L'agence emploie plus de 20.000 personnes au Proche-Orient, des Palestiniens dans une vaste majorité. L'agence a essuyé un coup de massue en janvier quand les Etats-Unis, de loin le principal bailleur de fonds de l'Unrwa, ont annoncé le gel de dizaines de millions de dollars d'aide. L'administration Trump a invoqué la nécessité de réviser «en profondeur» le fonctionnement de l'Unrwa. Elle demande aussi que d'autres pays fassent plus. Cette décision s'inscrit dans une remise en cause générale des relations entre les Etats-Unis et l'ONU. Il ne s'agit pas de «punir qui que ce soit», a assuré le département d'Etat. Pour les Palestiniens, il ne fait pas de doute que l'administration Trump leur fait payer le durcissement des relations américaines avec leur direction depuis le 6 décembre. Le président Donald Trump a ulcéré les Palestiniens ce jour-là en annonçant la reconnaissance par les Etats-Unis de Jérusalem comme capitale d'Israël. La direction palestinienne gèle depuis les contacts avec les officiels américains. Elle a boycotté en janvier la visite du vice-président Mike Pence. Elle a snobé mardi une conférence à la Maison Blanche sur la situation humanitaire dans la bande de Ghaza, territoire palestinien.
L'administration Trump n'a alloué jusqu'alors que 60 millions de dollars à l'agence en 2018, alors que les Etats-Unis avaient versé 360 millions en 2017, soit près de 30% du financement total de l'agence. Face à ce qu'il présente comme la pire crise financière de l'histoire de l'Unrwa, M.Krahenbuhl a lancé une vaste campagne intitulée «la dignité n'a pas de prix» avec l'objectif de lever environ un demi-milliard de dollars. Mais seul le Koweït a fait une promesse de 900.000 dollars. Des pays européens ont avancé des dons initialement prévus pour cet été. L'Unrwa n'a pas répondu à des demandes répétées de fournir un chiffre exact des fonds ainsi réunis. M. Krahenbuhl minimise les inquiétudes devant l'inertie internationale. «Il faut beaucoup de dialogue sur des sujets comme celui-là, en particulier quand on voit l'ampleur du déficit à combler»: 300 millions de dollars. «Il est tout à fait naturel de ne pas avoir un Etat qui accepte de combler un tel déficit», dit-il.
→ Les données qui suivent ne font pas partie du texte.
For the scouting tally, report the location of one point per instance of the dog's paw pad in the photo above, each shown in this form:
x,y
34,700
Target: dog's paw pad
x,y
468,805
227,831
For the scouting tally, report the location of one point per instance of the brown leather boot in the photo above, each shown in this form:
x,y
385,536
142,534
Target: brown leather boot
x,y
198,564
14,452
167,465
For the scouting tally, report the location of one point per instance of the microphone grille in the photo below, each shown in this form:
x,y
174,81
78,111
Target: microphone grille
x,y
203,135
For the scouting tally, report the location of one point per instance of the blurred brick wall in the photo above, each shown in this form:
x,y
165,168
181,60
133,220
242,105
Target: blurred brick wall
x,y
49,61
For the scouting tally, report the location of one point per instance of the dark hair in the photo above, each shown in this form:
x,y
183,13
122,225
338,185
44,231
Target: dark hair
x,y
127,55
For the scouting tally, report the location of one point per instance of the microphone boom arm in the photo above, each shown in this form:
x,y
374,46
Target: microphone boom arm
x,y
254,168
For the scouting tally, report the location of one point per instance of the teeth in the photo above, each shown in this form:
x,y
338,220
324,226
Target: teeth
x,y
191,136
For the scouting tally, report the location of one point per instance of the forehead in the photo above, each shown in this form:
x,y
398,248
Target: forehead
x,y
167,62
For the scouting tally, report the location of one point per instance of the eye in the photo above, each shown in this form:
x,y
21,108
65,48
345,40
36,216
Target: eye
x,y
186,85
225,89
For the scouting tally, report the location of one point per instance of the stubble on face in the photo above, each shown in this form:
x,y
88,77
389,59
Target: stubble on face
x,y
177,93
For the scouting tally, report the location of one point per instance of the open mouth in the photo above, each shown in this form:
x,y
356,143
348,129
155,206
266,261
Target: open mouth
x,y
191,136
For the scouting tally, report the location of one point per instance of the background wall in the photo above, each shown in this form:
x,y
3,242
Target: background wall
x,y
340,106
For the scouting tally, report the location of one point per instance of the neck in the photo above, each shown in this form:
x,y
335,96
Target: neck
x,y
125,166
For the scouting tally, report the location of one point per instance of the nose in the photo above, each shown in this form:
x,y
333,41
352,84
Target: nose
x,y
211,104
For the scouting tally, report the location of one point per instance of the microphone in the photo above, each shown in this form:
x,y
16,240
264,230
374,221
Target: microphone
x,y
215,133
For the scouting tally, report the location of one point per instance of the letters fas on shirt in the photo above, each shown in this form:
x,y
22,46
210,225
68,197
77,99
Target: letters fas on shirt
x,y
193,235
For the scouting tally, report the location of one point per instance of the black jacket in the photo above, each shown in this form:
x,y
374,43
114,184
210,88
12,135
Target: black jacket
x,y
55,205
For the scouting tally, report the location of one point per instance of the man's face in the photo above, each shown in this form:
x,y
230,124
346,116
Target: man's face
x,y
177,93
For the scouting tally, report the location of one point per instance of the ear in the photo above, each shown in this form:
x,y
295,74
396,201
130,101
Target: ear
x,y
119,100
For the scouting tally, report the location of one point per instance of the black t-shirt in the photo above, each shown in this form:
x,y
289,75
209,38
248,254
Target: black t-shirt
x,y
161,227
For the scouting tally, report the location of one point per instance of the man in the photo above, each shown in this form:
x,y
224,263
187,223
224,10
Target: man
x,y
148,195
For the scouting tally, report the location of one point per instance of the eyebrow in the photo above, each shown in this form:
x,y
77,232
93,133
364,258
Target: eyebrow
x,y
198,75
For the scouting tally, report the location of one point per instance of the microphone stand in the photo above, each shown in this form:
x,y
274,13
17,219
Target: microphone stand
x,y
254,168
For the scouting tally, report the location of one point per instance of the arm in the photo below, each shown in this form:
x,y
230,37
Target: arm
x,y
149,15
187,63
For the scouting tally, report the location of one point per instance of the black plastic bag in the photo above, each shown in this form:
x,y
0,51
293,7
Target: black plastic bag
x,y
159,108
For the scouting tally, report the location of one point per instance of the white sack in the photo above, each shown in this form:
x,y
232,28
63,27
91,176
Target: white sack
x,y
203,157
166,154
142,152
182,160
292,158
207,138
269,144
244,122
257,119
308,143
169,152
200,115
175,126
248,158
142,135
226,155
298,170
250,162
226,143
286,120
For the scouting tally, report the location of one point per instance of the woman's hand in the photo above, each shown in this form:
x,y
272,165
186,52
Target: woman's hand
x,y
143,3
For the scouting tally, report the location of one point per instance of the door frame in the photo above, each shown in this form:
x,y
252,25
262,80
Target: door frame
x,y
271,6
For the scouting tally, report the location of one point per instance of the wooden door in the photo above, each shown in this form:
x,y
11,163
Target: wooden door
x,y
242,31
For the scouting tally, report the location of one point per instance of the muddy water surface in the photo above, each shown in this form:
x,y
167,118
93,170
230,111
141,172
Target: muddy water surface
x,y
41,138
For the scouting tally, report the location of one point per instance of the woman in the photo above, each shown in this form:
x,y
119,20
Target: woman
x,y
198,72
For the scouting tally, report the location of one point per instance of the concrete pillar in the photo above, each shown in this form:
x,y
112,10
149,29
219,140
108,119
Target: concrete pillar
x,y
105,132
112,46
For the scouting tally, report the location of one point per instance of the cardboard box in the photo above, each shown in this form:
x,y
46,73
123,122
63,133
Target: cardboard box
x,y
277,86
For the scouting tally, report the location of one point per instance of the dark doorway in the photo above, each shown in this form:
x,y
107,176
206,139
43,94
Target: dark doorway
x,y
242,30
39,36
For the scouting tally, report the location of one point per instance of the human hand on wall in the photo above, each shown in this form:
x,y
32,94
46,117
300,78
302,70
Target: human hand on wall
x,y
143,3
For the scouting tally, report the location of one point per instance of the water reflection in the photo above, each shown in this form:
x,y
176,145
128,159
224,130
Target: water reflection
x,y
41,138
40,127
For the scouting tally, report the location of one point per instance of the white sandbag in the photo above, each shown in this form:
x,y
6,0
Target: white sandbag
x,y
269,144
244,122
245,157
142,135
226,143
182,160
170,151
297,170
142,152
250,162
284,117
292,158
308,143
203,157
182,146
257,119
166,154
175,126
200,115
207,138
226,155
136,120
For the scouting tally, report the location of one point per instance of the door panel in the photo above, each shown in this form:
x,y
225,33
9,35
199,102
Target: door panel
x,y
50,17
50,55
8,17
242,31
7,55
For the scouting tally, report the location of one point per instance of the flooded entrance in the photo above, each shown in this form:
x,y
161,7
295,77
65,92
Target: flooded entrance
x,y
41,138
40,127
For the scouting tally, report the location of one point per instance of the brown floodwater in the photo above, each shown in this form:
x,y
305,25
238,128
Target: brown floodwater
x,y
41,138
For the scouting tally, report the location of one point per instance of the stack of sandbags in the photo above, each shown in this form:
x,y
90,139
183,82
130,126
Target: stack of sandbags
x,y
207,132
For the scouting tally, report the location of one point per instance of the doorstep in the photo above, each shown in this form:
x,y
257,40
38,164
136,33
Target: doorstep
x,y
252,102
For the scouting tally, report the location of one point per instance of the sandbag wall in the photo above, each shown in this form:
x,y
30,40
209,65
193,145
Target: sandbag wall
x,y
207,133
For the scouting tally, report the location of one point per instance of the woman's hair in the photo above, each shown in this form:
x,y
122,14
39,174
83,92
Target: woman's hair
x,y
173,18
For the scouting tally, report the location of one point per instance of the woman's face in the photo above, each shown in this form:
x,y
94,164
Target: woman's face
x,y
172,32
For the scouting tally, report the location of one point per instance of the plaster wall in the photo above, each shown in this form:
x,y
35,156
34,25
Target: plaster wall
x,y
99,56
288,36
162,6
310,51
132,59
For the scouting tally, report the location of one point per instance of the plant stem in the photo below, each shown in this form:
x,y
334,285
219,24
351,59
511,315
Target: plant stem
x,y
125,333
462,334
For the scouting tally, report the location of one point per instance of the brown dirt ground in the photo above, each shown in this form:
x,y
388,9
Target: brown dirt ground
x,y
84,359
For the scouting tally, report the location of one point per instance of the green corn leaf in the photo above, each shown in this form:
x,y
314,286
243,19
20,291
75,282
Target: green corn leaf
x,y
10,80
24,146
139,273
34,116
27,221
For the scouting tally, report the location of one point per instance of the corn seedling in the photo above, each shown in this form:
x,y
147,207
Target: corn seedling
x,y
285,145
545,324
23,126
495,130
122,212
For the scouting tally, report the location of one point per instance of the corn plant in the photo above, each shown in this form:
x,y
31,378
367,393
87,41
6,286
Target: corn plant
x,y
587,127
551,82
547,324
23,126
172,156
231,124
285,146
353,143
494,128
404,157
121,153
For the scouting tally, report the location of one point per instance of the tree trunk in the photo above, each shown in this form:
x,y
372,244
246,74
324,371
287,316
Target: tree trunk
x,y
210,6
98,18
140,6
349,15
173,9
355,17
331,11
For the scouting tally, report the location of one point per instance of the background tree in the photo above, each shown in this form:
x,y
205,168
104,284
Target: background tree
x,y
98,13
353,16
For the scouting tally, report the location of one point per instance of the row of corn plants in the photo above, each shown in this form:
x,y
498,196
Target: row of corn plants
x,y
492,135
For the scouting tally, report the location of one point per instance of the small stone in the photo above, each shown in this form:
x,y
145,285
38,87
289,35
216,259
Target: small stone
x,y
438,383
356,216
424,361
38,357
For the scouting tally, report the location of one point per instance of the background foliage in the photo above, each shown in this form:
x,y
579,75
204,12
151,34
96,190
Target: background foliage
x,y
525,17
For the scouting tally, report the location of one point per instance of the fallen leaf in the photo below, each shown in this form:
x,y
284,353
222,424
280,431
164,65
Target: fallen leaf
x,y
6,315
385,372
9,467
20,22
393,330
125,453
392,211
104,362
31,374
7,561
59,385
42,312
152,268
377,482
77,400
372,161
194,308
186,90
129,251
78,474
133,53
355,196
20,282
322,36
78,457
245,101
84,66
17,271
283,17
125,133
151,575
La conférence de Rome, co-organisée par la Suède, l'Égypte et la Jordanie, cherche à ranimer l'élan de générosité. Des responsables de l'ONU disent compter sur les Européens, mais surtout sur les monarchies du Golfe. «Quand une agence dépend d'un seul donateur, c'est une vulnérabilité», déclare l'ambassadeur de Suède auprès des Nations unies, Olof Skoog. «Il est raisonnable de partager la responsabilité de manière plus équitable, mais nous espérons que les États-Unis resteront engagés», ajoute-t-il.
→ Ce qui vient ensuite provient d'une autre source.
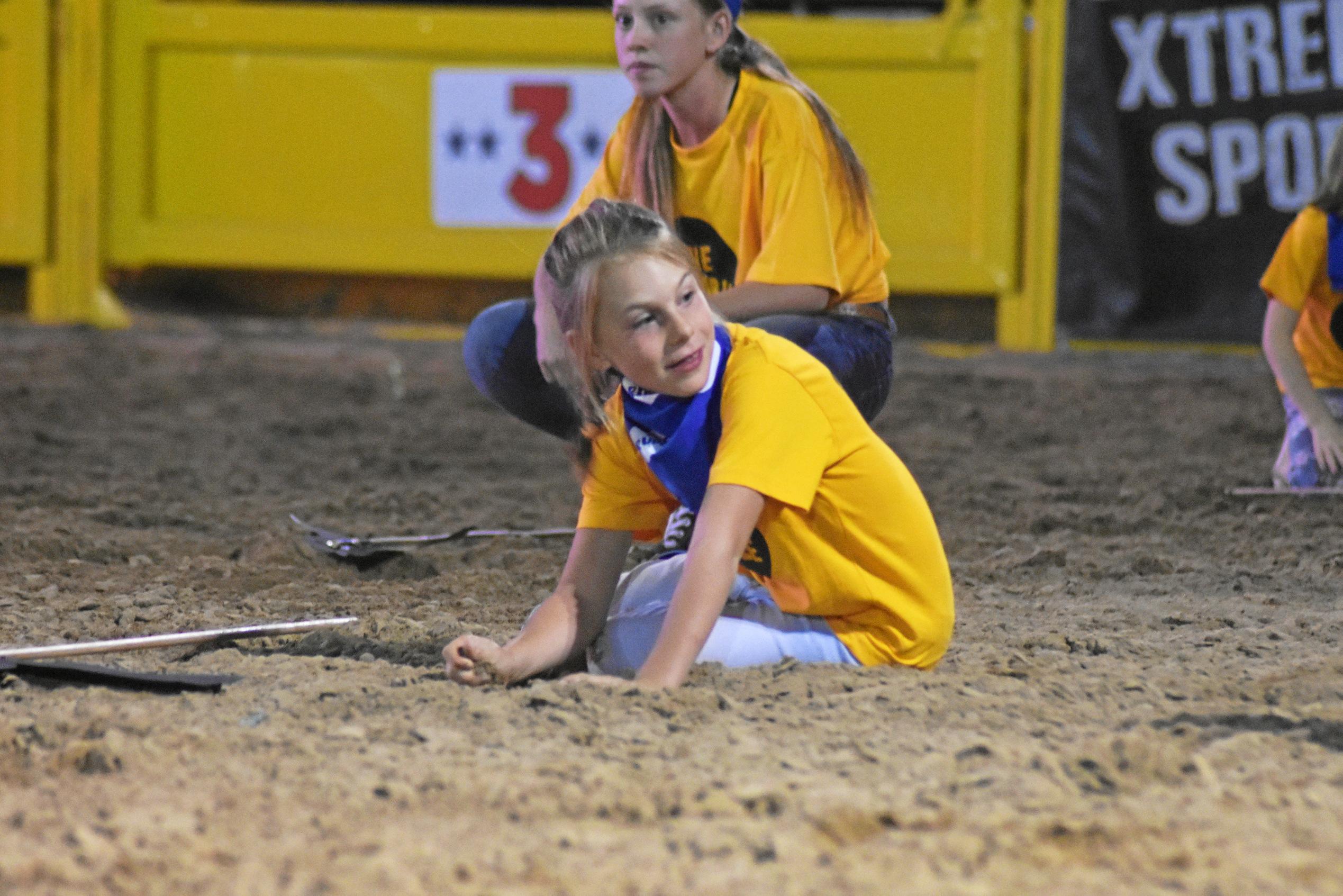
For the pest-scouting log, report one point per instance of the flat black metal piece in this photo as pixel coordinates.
(61, 672)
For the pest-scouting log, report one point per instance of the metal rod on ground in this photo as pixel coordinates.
(146, 642)
(1249, 491)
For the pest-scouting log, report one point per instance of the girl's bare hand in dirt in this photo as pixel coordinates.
(1329, 446)
(473, 660)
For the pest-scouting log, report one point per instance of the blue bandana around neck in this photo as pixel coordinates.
(678, 437)
(1336, 253)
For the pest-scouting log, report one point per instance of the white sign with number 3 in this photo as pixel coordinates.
(513, 148)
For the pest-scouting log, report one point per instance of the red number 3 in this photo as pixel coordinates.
(548, 104)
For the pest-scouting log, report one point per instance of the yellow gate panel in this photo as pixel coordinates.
(297, 136)
(24, 89)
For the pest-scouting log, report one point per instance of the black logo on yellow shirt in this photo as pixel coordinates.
(757, 557)
(716, 258)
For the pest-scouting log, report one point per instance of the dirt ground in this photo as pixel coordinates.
(1144, 691)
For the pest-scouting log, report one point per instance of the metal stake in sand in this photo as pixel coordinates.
(1267, 491)
(147, 642)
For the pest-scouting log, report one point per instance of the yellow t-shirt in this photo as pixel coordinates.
(845, 532)
(760, 199)
(1299, 278)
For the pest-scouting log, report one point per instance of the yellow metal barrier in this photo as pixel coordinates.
(295, 136)
(24, 34)
(1027, 315)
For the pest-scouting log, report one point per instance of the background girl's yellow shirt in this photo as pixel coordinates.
(760, 199)
(845, 532)
(1299, 278)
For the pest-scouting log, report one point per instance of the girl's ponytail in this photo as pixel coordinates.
(1329, 198)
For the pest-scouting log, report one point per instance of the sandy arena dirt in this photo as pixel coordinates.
(1144, 692)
Les Européens sont cependant réticents à prendre la relève des Américains de crainte de valider les coupes américaines dans l'aide internationale, dit Hugh Lovatt, un expert au think-thank European Council of Foreign Relations.
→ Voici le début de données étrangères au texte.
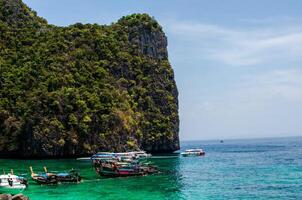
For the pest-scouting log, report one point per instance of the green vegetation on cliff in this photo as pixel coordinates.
(68, 91)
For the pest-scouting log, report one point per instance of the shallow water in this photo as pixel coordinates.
(235, 169)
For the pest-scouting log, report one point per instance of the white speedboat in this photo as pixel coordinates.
(127, 156)
(11, 181)
(193, 152)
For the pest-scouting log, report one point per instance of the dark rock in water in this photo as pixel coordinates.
(13, 197)
(72, 91)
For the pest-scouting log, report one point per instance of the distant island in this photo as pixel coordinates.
(73, 91)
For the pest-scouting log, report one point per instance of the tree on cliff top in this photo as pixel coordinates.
(68, 91)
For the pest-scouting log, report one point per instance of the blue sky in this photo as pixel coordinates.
(237, 63)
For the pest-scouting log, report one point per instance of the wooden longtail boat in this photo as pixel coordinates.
(193, 152)
(43, 178)
(11, 181)
(53, 178)
(112, 168)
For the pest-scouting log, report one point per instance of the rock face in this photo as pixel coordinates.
(72, 91)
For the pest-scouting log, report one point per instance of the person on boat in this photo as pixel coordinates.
(10, 182)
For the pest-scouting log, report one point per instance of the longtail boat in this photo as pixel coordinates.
(122, 164)
(43, 178)
(53, 178)
(193, 152)
(11, 181)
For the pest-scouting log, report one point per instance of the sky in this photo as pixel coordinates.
(237, 63)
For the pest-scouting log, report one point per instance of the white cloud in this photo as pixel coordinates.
(234, 46)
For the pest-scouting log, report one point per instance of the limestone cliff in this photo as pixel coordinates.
(72, 91)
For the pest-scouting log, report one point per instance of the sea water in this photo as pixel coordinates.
(235, 169)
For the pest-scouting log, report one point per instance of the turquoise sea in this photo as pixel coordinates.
(235, 169)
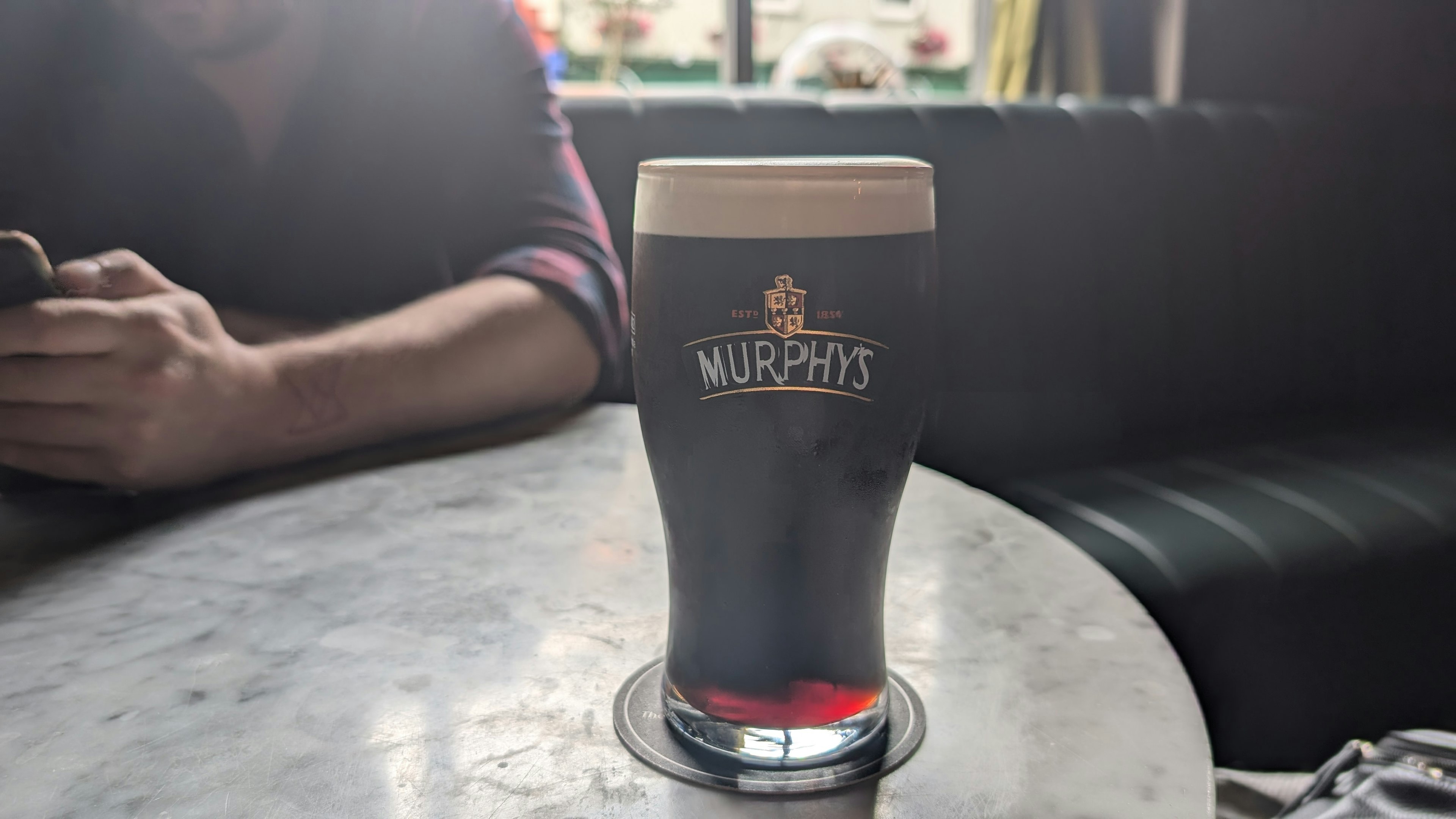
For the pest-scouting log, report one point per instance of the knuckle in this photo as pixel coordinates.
(155, 381)
(129, 468)
(121, 259)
M.Trump est supposé présenter à une date indéterminée un plan de paix entre Israéliens et Palestiniens, et tous les pays attendent de voir ce qu'il contiendra sur l'Unrwa, dit-il. M.Lovatt s'attend à ce que les Européens livrent à Rome «un effort concerté pour coincer les Américains et les convaincre de reconsidérer leur décision».
David Satterfield, du département d'Etat, devrait représenter les Etats-Unis à la conférence.